[Rd] Possible page inefficiency in do_matrix in array.c
Simon Urbanek
simon.urbanek at r-project.org
Tue Sep 4 23:05:14 CEST 2012
On Sep 4, 2012, at 8:07 AM, "Matthew Dowle" <mdowle at mdowle.plus.com> wrote:
>
>> Actually, my apologies, I was assuming that your example was based on the
>> SO question while it is not at all (the code is not involved in that test
>> case). Reversing the order does indeed cause a delay. Switching to a
>> single index doesn't seem to have any impact. R-devel has the faster
>> version now (which now also works with large vectors).
>>
>> Cheers,
>> Simon
>
> I was intrigued why the compiler doesn't swap the loops when you thought
> it should, though. You're not usually wrong!

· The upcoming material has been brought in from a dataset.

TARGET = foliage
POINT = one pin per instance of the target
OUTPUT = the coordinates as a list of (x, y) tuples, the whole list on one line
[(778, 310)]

From GCC's documentation (end
> of last paragraph is the most significant) :
>
> ====
>
> -floop-interchange
> Perform loop interchange transformations on loops. Interchanging two
> nested loops switches the inner and outer loops. For example, given a loop
> like:
> DO J = 1, M
> DO I = 1, N
> A(J, I) = A(J, I) * C
> ENDDO
> ENDDO
>
> loop interchange transforms the loop as if it were written:
>
> DO I = 1, N
> DO J = 1, M
> A(J, I) = A(J, I) * C
> ENDDO
> ENDDO
>
> which can be beneficial when N is larger than the caches, because in
> Fortran, the elements of an array are stored in memory contiguously by
> column, and the original loop iterates over rows, potentially creating at
> each access a cache miss. This optimization applies to all the languages
> supported by GCC and is not limited to Fortran. To use this code
> transformation, GCC has to be configured with --with-ppl and --with-cloog
> to enable the Graphite loop transformation infrastructure.
>
> ====
>
> Could R build scripts be configured to set these gcc flags to turn on
> "Graphite", then? I guess one downside could be the time to compile.
>
The is something odd happening - when I use stand-alone code it works:
$ gcc -o t2 -O3 t2.c
$ time ./t2
0x7fbae3b4f010
real 0m1.045s
user 0m0.784s
sys 0m0.260s
$ gcc -o t2 -floop-interchange -O3 t2.c
$ time ./t2
0x7f4e516f2010
real 0m0.418s
user 0m0.044s
sys 0m0.372s
However, when I split off the loop into a parametrized function it doesn't:
$ gcc -floop-interchange -O3 t.c tt.c -o t && ./t
0x7fdd37cca010
loop time = 1772.085ms
$ gcc -O3 t.c tt.c -o t && ./t
0x7f3aa8777010
loop time = 1763.888ms
For comparison , manually swapping i and j:
$ gcc -floop-interchange -O3 t.c tt.c -o t && ./t
0x7feecd4c9010
loop time = 451.744ms
For the same reason, it doesn't work for the old R code. I wonder what's happening there - I guess the optimizer is not smart enough to realize the coverage is the entire m*n span despite the fact that m and n are parameters ... But it's certainly something it should optimize as it did when used directly in a function... Odd ...
Cheers,
Simon
--
PS: Note this has nothing to do with "R builds scripts" - it is user's responsibility to add optimization flags since they are very much compiler and architecture-dependent. Also optimizations are occasionally known to backfire, so the default is always more conservative.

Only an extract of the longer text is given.